Yaratıcımız, yarattığı sistem hakkındaki bilgileri; Kutsal Kitaplar ve bu kitaplardaki "öğretiyi" yaşamlarında 'tüm yönleriyle modelleyen' kozmik yaşam öğretmenlerimiz olan Resuller aracılığıyla bize iletir ve öğretir. Hz. Âdem'den beri gönderilen bütün kozmik öğretmenlerin (Resullerin) öğretilerinin ortak ana fikri ve teması da “Âmentü” de toplanmıştır. 

Bu anlamda "Âmentü"nün açılımı kanımca şöyle olmalıdır:

Âmentü  Öğretisi:

“Âmentü Billahi”: Evren'i Yaratan "ALLAH" ismindeki "Zât-ı Zülcelal",

“Ve Melaiketihi”: Melekleri aracılığıyla (Nur yapılı ışınlar ve kuantum alanı varlıkları),

“Ve Kütübihi”: Yarattığı sistem hakkında bilgiler içeren, "Evren Kullanma Kılavuzları" olan Kitaplarını... En iç ve üst boyuttan kalp sistemine “indirilen-inzal edilen” kozmik bilgiler, tüm  boyutlarıyla  evrensel yaşam tavsiyelerini...

“Ve Rusulihi”: Katından uygun görerek seçmiş olduğu Resullere göndererek buyurur ki:

Ya Muhammed, Ya İsa, Ya Musa, şu bilgileri kullarıma iletin. Açıklayın. İnsanlara model oluşturacak şekilde yaşamınızda örnekleyin.

O bilgiler:

(1) : “Ve  Bil Kaderi Hayrihi  ve Şerrihi  MİN ALLAHÜ Teâlâ”

Hayır ve şer her şey Allah'tandır.

Hayır ve şer gördüğünüz, size göre bize göre, göreceli - görecesiz, hoşlandığınız – hoşlanmadığınız, duyduğunuz, gördüğünüz, yaşadığınız herşey; ALLAHÜ teâlâ tarafından bir ölçü, plan ve amaç üzere takdir edilmiştir.
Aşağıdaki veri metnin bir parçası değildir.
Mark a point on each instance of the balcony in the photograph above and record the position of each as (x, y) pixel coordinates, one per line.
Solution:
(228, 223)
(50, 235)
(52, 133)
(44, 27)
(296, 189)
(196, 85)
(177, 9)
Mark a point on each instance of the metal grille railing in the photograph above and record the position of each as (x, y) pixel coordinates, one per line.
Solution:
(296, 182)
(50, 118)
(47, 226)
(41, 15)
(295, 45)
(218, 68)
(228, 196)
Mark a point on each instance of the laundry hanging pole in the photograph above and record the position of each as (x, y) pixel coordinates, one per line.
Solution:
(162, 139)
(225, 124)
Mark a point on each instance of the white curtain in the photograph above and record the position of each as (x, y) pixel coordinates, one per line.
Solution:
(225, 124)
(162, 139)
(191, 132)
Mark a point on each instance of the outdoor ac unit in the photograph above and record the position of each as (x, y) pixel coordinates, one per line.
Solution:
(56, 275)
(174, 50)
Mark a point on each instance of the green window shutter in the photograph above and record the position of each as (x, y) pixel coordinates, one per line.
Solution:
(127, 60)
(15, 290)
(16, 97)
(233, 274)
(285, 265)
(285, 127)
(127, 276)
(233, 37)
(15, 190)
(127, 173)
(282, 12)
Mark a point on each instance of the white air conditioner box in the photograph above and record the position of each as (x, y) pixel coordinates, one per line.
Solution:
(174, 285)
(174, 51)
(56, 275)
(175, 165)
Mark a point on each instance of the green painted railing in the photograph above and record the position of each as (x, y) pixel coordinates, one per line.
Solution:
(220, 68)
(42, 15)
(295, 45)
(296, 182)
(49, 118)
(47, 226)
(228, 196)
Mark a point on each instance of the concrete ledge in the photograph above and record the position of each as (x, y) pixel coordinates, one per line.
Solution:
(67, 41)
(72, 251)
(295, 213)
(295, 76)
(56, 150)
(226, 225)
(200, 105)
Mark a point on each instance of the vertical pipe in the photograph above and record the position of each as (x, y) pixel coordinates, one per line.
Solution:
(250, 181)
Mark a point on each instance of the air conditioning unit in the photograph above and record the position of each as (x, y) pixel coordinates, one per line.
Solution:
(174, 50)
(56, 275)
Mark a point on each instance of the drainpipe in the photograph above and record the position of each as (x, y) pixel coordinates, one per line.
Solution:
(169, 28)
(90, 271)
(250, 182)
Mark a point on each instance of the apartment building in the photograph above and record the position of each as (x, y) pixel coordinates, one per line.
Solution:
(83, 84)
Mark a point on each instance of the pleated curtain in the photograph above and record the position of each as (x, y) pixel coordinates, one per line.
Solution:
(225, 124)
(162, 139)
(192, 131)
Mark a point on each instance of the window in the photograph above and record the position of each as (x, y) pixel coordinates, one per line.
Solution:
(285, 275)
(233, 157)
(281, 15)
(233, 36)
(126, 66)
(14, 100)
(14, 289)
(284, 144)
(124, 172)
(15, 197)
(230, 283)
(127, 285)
Boşuna değildir. 

'Tekâmül yasaları gereği bir ilim ve hikmetle oluşur.'

(Burada büyük işlere Allah bakar, küçük işlere biz, gibi bir mana yoktur.)

(2) : “Vel Ba'sü Ba'del Mevt”:

Beden ölümü gerçekleştikten sonra başka bir boyuta atlayarak yola devam edeceksiniz...
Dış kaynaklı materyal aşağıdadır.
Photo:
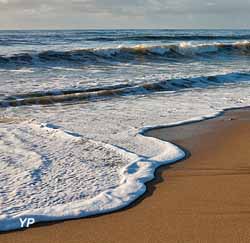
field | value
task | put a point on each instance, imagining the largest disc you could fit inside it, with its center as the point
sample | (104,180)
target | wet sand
(205,198)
Kesif madde âlemine ait bedeninizi kendi alemine bırakarak, ruhunuzla latif mikro dalga âleme geçeceksiniz.

Ölüm son değildir. Ruh, yolculuğa sonsuza kadar devam edecek, Bu dünyaya gelişinizden asıl amaç olan tekâmülünüze dikkat ederek üst boyut yaşamına hazırlanın, demektir.

Bu hazırlık; insanlığa hizmet etmek, nefsi temizlemek (nefsin aşırı arzularını terbiye etmek) ilim, dua ve Esmâ ül Hüsnâ ahlakını yaşamakla olur.
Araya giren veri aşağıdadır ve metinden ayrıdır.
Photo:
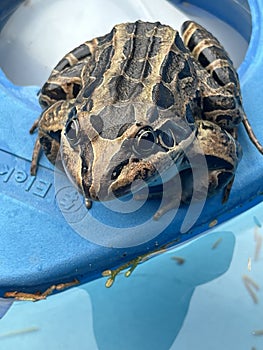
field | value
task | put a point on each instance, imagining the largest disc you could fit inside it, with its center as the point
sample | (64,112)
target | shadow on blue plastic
(39,248)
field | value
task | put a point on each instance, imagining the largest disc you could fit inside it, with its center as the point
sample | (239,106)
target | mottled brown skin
(129,105)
İş bu öğretiyi kabul ederek şehadet getirdik de adımız inisiye Müslüman 

(İnisiye: Bir yolda ilerlemek üzere henüz o yola yeni girmiş, öğretiyi almaya yeni başlamış, disiplinden henüz geçen talebe, demektir. Talebe henüz o yolda disiplinize olmaya çalışan “İnisiye” dir. Olmuş, örnek “Kâmil” değildir. Olmaya çalışıyordur. Hatası İslam'a atfedilemez.)

Bu öğretileri, kalbine inmeden de olsa kabul ettim diyen İman etmiş sayılsa da, îmanın hakikatini, kudretini ve lezzetini yaşayamaz. Tekâmül Yoluna tam olarak giremez. Bilinçsel ve ruhsal olarak güçlenemez. Öğretiyi iç ve dış dünyasında yaşamadıktan sonra nakarat gibi tekrarlamakla hiçbir fayda sağlayamaz. Sadece 'Sırat kaçışında' Hz. Muhammed' in paçasına yapışıp beni de kurtar, benim Müslüman biletim var, diyebilmek için “Müslüman” geçiş vizesi almış olur

İş bu öğretiyi zâhirde ve bâtında içselleştirerek yaşadık ve olduk da, adımız 'İnsan-ı Kâmil'...

Bu bilgileri aklen ilmen kalben tastamam tasdik ederek hakikatine eren ve gereğini yaşayan ise Tekâmül Yoluna girer. Nasibi, istidadı ve takdirinde varsa bu yolda kemâle erer. Kendisini de kurtarır, başkalarını da!

Hak erenler nasıl erdi

Nefislerin suda yudu

İmânın tam kemâline

Ermek için Ömrün biçti

Allah bize de nasip etsin. Vesselam!